Уральские сказы — III, стр. 11

Если вызываемый соглашался «поддержать компанию», то шли в ближайший кабак и там после первых стаканов затевалась драка. Если согласия не было, начинались разговоры: «гнушаешься», «зазнался» и так далее, что также кончалось дракой.

Нужно сказать, что все-таки это были не избиения, а драки. Как бы ни была пьяна толпа, она всегда старалась вызвать на первый удар и полностью не наваливалась, а фигурировала в качестве свидетелей, которые вмешивались в случае надобности в драку, но не иначе, как подыскав благовидный предлог: «Ты дерись, а меня не задевай. Меня толкаешь? Получи!»

В отношении драк с приказными, сколько помню, вызовы к кабаку не применялись. Приказных старались поймать в месте их сборища: на какой-нибудь вечеринке, на свадьбе и также старались «довести».

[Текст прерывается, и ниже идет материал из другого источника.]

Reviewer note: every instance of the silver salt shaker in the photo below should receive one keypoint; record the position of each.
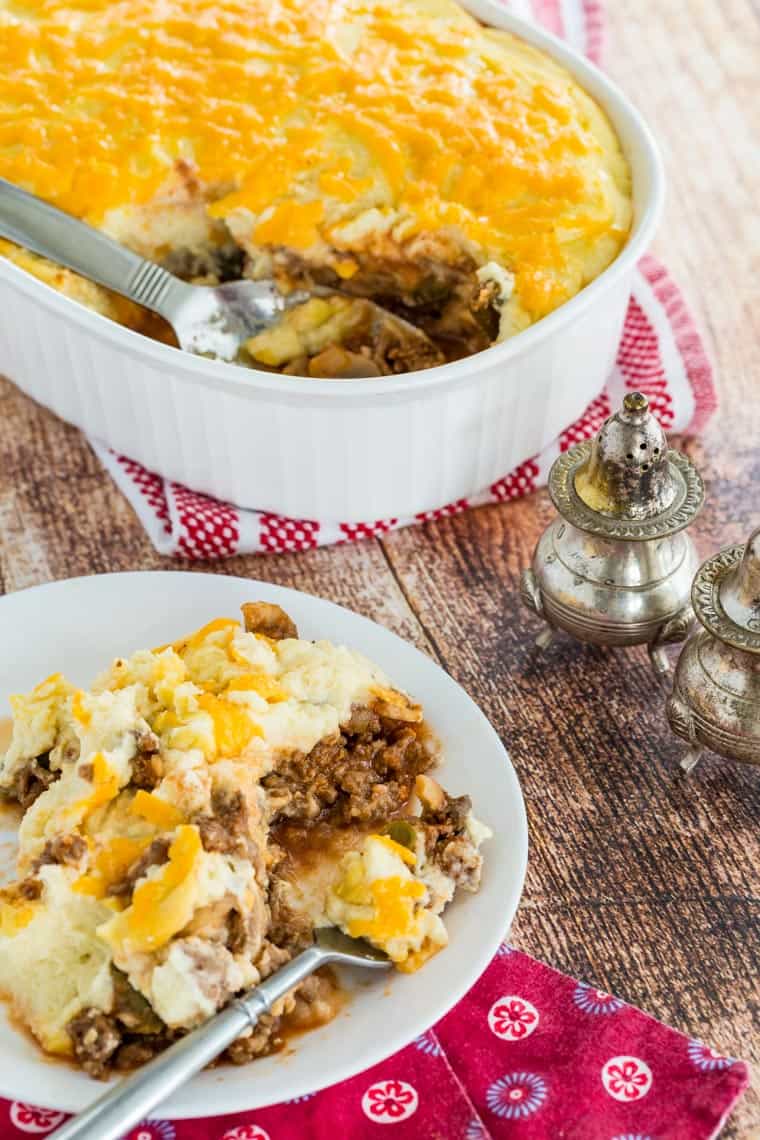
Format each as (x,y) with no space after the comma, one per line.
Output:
(615,568)
(716,699)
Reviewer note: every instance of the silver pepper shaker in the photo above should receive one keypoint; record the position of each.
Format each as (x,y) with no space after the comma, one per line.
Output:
(615,568)
(716,699)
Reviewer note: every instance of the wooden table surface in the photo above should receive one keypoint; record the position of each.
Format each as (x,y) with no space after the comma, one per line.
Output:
(640,880)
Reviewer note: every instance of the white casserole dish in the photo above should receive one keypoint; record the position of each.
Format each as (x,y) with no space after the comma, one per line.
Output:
(338,450)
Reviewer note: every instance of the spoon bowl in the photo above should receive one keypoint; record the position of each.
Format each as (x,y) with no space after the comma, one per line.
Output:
(210,320)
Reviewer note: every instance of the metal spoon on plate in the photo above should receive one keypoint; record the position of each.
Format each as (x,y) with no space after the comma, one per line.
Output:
(210,320)
(119,1109)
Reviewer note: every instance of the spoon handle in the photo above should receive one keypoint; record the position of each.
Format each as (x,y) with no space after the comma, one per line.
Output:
(42,228)
(119,1109)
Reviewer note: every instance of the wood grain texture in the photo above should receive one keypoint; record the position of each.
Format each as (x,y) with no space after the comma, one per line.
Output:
(640,880)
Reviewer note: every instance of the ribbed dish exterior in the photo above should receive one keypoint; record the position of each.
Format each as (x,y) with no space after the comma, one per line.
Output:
(312,458)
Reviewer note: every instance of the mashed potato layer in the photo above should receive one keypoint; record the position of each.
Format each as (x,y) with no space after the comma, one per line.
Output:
(164,808)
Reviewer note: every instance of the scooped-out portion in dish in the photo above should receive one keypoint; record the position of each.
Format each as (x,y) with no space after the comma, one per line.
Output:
(402,153)
(189,821)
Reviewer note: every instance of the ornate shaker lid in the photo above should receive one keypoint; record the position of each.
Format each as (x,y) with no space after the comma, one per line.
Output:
(726,595)
(627,482)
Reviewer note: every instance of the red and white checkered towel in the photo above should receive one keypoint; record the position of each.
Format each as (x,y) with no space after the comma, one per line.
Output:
(661,353)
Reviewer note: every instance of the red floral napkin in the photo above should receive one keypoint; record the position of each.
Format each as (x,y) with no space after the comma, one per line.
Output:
(528,1055)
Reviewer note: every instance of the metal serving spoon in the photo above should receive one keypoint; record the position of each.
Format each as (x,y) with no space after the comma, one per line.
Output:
(211,320)
(119,1109)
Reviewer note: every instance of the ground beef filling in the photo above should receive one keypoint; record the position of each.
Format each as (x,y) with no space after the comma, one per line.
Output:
(364,775)
(131,1034)
(448,843)
(33,779)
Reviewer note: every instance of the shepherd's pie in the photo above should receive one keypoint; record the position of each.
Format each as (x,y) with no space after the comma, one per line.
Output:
(400,152)
(191,817)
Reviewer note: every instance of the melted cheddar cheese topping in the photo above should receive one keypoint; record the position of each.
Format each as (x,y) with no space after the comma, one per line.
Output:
(327,125)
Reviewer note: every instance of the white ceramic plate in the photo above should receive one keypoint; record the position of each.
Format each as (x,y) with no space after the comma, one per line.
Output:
(79,626)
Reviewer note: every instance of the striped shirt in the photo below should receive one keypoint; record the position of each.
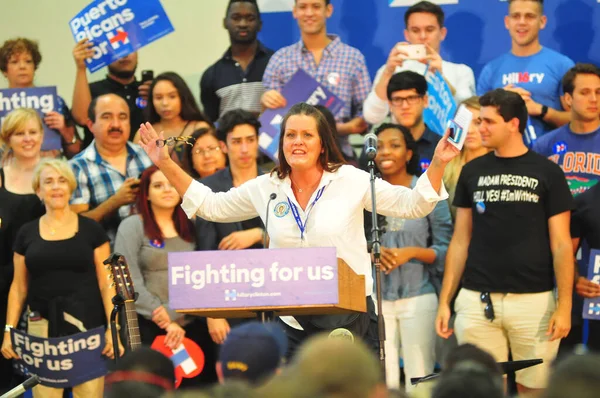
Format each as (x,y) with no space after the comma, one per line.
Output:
(342,69)
(98,180)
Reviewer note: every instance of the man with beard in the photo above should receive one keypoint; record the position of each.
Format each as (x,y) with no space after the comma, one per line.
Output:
(107,171)
(120,80)
(235,80)
(529,69)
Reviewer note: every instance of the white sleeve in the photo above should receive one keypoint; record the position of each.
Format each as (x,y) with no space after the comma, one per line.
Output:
(465,83)
(231,206)
(375,109)
(402,202)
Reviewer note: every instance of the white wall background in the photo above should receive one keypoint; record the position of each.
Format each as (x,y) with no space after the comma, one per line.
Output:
(198,41)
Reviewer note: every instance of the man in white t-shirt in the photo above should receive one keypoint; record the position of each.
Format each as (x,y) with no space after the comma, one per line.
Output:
(424,25)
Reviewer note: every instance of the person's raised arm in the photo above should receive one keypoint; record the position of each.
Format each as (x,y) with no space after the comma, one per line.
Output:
(82,96)
(233,205)
(16,300)
(456,258)
(563,262)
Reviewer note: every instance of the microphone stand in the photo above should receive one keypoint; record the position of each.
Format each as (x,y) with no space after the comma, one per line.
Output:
(376,251)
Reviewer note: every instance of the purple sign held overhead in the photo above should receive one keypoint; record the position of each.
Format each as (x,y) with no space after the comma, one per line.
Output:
(301,88)
(252,278)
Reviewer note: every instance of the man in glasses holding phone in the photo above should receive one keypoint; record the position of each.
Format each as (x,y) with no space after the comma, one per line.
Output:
(511,243)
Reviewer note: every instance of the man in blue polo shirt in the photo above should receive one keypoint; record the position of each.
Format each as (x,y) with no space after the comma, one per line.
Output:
(529,69)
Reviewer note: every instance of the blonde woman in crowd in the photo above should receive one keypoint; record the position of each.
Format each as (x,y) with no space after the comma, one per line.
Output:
(58,268)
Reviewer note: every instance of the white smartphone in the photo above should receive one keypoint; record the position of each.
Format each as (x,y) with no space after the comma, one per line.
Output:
(459,126)
(413,51)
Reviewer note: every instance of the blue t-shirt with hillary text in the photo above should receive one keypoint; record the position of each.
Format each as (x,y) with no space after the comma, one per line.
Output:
(577,154)
(540,74)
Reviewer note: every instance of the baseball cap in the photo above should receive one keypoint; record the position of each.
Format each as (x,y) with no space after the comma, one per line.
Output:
(252,351)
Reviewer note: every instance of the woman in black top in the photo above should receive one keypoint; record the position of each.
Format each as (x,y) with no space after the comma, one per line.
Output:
(22,136)
(59,269)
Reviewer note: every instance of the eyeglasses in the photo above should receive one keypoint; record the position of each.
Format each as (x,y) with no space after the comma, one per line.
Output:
(410,100)
(173,140)
(488,311)
(206,152)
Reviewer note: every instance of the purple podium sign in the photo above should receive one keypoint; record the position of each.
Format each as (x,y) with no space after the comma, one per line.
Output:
(253,278)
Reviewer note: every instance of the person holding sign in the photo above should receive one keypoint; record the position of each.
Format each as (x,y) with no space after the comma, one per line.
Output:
(511,247)
(337,66)
(21,134)
(145,239)
(412,254)
(120,80)
(318,202)
(19,59)
(59,272)
(424,29)
(173,109)
(585,227)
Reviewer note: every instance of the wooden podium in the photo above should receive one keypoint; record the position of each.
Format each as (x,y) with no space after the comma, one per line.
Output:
(350,295)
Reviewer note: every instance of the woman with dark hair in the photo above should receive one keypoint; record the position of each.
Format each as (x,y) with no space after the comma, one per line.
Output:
(412,256)
(172,109)
(207,154)
(319,202)
(145,240)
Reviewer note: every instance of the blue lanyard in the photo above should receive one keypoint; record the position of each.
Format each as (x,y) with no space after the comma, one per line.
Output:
(296,213)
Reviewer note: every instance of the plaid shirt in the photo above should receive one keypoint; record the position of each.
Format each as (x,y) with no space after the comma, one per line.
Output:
(98,180)
(342,69)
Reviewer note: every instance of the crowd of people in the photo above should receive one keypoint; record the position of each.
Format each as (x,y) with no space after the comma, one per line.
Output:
(484,250)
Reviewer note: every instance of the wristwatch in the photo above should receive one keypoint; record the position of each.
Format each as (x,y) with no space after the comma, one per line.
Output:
(544,112)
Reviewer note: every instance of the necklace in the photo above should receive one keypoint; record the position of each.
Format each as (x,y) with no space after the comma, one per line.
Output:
(52,229)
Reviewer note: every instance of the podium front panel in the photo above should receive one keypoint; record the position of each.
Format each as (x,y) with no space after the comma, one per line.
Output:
(238,279)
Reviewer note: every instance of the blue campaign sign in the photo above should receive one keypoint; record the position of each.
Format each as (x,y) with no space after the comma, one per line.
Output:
(591,307)
(300,88)
(63,361)
(441,105)
(42,99)
(119,27)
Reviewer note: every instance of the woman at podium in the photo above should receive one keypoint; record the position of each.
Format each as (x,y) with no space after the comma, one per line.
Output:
(318,201)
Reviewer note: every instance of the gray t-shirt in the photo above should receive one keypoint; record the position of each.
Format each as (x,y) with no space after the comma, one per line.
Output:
(148,264)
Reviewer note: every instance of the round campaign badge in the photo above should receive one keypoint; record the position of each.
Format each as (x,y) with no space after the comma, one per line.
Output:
(480,206)
(157,243)
(281,209)
(560,148)
(342,334)
(141,102)
(333,78)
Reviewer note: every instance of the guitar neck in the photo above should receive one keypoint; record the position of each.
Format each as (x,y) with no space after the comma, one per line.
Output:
(133,330)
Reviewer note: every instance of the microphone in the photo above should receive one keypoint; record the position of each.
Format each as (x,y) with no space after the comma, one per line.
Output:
(370,146)
(23,387)
(271,197)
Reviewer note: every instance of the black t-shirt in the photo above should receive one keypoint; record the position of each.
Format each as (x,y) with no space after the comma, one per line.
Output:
(129,92)
(585,221)
(62,275)
(511,200)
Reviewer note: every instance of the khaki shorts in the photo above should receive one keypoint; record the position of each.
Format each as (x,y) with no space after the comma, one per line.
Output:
(520,325)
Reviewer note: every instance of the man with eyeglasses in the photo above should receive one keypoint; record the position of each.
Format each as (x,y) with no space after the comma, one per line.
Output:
(424,23)
(239,130)
(511,247)
(407,99)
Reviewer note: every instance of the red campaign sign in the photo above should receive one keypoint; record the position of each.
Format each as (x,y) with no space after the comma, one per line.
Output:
(188,358)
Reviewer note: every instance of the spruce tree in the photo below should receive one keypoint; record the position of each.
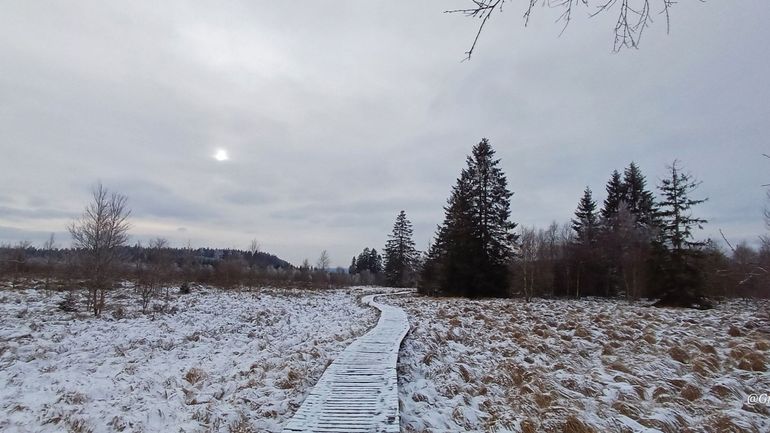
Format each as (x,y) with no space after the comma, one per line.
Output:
(375,262)
(586,224)
(587,261)
(615,194)
(680,279)
(400,254)
(474,246)
(640,201)
(677,221)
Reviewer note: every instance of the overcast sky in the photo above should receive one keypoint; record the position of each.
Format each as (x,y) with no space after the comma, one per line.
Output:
(336,115)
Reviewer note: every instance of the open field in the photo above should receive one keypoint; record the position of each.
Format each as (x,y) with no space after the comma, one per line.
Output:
(583,366)
(219,361)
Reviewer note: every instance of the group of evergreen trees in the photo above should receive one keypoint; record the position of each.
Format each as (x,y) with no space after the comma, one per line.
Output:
(632,246)
(473,248)
(401,258)
(636,246)
(368,261)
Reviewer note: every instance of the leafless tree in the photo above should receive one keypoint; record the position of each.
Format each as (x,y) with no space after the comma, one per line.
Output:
(527,260)
(323,261)
(17,261)
(50,260)
(634,16)
(98,234)
(254,247)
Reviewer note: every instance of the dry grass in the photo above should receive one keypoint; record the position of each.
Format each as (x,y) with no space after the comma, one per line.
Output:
(537,363)
(575,425)
(679,354)
(195,375)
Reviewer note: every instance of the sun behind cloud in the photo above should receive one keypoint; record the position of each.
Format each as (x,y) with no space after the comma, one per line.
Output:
(221,155)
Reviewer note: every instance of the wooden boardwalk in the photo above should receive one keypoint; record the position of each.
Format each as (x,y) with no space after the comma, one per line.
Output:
(358,392)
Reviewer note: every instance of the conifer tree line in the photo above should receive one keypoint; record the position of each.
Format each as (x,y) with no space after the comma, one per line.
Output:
(632,245)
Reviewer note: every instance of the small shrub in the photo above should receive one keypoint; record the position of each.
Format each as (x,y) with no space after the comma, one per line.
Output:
(754,361)
(70,302)
(184,289)
(194,375)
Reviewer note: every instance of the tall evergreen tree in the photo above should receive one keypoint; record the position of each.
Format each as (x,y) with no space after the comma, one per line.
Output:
(375,262)
(677,221)
(680,278)
(615,194)
(586,224)
(400,254)
(640,201)
(474,246)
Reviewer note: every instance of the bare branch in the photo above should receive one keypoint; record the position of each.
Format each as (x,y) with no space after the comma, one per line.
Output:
(634,16)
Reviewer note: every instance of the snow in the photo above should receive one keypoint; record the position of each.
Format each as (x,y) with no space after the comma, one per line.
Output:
(215,361)
(512,366)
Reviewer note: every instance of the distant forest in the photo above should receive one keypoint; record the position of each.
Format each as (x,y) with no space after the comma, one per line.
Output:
(633,244)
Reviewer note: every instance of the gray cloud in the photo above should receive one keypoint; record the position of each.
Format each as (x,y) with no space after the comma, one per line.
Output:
(337,119)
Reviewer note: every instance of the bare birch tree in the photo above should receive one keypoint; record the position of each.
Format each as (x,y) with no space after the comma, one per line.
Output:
(98,234)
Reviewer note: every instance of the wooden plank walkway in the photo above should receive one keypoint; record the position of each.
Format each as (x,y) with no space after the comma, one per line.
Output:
(358,392)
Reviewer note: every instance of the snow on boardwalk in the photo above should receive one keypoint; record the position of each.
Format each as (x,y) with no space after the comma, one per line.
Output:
(359,392)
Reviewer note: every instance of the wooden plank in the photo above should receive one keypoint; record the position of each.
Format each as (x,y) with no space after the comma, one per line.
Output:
(358,392)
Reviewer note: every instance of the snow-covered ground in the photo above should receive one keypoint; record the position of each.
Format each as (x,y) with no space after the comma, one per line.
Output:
(221,361)
(582,366)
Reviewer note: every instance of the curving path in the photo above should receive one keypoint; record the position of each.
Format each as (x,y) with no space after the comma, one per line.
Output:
(358,392)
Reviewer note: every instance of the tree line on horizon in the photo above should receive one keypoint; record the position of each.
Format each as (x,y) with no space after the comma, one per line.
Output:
(634,246)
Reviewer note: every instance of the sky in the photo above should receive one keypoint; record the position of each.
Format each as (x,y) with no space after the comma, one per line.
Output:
(336,116)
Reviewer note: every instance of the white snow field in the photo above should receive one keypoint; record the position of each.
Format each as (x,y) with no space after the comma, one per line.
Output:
(219,361)
(582,366)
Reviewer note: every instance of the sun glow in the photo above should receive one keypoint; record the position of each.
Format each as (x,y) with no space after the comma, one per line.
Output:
(221,155)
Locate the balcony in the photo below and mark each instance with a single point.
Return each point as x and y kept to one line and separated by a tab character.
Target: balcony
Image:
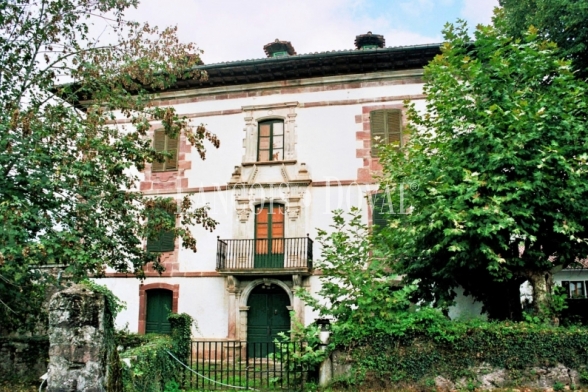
276	256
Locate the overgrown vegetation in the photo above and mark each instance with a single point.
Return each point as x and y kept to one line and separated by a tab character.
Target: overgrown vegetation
150	368
450	349
495	173
392	341
75	117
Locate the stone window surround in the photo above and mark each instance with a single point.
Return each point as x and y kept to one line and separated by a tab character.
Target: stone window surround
370	165
169	260
143	288
257	113
170	180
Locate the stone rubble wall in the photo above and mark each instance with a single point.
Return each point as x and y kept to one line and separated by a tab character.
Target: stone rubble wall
77	352
23	358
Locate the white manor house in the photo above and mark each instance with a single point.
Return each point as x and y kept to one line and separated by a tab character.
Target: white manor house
296	137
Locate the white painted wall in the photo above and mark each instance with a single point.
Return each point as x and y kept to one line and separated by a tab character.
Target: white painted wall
326	142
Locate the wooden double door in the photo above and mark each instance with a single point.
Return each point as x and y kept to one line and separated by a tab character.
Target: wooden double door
269	236
268	315
159	305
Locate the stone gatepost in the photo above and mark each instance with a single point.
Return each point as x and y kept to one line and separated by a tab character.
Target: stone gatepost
77	350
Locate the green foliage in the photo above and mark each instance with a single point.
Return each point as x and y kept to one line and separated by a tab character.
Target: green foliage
70	153
357	290
113	304
151	366
152	369
561	21
494	172
451	349
300	351
181	326
558	386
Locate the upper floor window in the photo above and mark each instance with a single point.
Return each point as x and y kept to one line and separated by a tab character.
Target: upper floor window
380	206
386	128
270	144
575	289
162	142
163	240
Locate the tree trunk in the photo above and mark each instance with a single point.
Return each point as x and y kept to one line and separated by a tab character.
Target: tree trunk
505	302
541	284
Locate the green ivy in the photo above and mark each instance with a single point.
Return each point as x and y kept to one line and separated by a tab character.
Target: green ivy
151	368
451	349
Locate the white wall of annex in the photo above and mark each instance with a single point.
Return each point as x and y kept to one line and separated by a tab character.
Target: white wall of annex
327	141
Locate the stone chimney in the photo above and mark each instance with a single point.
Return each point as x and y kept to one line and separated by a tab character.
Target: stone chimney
369	41
279	49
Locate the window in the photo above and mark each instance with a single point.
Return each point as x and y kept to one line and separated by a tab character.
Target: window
385	128
164	241
162	142
270	145
576	289
380	207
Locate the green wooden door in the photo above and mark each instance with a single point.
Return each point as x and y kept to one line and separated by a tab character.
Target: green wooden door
269	236
268	316
159	304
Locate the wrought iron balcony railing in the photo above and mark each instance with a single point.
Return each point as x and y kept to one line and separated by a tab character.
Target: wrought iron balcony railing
271	254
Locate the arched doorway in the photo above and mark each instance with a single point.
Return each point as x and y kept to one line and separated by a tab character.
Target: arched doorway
159	305
268	316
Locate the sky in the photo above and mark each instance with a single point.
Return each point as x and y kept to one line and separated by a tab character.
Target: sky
230	30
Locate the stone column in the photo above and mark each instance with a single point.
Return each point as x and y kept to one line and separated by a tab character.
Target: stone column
77	341
297	303
232	287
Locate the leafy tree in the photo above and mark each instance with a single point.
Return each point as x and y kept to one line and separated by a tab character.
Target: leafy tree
357	289
497	166
68	163
561	21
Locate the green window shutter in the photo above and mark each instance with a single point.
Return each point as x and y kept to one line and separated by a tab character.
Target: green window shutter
385	128
165	242
172	147
394	125
270	141
379	208
158	145
566	285
377	130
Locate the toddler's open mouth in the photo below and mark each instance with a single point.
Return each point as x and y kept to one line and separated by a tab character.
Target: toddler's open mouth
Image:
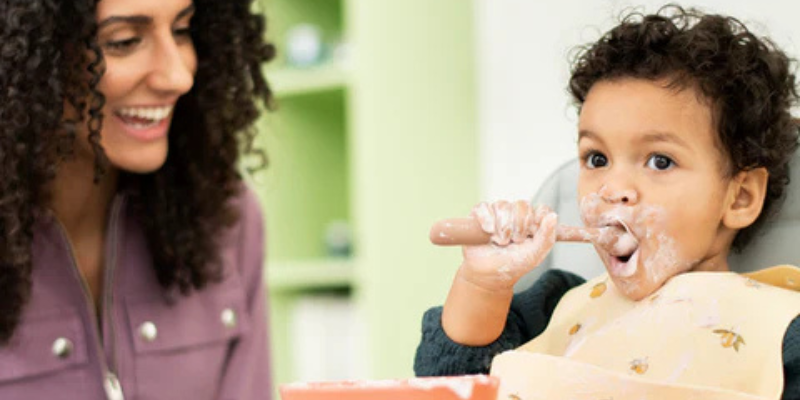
624	254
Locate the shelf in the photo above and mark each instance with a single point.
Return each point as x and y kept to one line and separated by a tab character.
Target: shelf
298	81
310	275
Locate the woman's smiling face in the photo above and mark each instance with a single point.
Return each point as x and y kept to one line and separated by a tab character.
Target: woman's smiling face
150	62
651	161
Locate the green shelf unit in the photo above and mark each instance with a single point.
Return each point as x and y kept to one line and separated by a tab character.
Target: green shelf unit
314	275
305	186
388	144
290	82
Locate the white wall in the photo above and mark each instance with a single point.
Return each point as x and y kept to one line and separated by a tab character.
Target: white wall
527	121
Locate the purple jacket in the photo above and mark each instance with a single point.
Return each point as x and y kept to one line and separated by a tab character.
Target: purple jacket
211	345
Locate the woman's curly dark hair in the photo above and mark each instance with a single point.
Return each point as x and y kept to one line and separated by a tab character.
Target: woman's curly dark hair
47	50
747	81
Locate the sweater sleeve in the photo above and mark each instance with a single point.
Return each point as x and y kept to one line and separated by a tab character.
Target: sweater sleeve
529	315
247	375
791	362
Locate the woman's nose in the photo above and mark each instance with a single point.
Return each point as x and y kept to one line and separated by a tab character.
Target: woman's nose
173	68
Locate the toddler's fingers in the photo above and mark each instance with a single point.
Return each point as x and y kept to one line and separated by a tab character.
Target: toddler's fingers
503	224
522	211
543	240
483	213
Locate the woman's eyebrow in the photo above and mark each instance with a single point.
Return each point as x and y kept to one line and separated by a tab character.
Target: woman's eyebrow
140	19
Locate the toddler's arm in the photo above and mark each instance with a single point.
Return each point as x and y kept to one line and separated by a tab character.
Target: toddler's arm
530	312
479	299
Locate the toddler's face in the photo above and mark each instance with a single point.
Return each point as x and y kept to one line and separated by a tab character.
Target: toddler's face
651	161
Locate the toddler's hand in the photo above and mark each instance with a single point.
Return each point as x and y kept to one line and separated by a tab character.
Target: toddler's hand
522	236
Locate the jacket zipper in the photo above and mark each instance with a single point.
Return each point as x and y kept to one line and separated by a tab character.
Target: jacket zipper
111	382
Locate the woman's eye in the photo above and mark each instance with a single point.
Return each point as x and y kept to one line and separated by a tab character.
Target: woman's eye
123	44
183	32
596	160
660	163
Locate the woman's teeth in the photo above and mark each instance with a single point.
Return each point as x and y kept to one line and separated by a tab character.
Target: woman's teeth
144	117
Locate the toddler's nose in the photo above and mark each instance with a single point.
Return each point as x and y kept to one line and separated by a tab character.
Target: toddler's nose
623	196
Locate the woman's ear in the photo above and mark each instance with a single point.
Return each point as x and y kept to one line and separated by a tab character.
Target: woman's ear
745	198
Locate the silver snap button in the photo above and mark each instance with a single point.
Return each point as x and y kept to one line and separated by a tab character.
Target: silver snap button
228	318
62	348
148	331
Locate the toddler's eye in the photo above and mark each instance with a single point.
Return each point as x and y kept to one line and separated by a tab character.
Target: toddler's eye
660	163
595	160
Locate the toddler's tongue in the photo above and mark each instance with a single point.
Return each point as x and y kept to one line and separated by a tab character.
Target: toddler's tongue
626	244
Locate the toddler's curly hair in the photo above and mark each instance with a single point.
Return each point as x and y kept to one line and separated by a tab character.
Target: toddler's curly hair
746	79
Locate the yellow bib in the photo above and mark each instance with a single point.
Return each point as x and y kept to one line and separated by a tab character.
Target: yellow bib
711	335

Так как приказные тоже были пьяны, то это легко удавалось, и драка происходила «в полное удовольствие», кончаясь иной раз серьезным членовредительством. При этом победа неизбежно оставалась на стороне рабочих, которые имели неисчерпаемый резерв в случае, если начинали дело маленькой группой.

Особенной остротой отличались столкновения рабочих с приказными во время маевок. Маевки эти справлялись в Сысертском округе с давнего времени. От отца я слыхал, что его дед — рабочий Полевского медеплавильного завода — был убит во время маевки за Гумешевским рудником каким-то заводским сержантом, которого рабочие тоже убили, втоптав в тинистый берег речушки, за что потом жестоко поплатились. Это было не менее как девяносто лет тому назад.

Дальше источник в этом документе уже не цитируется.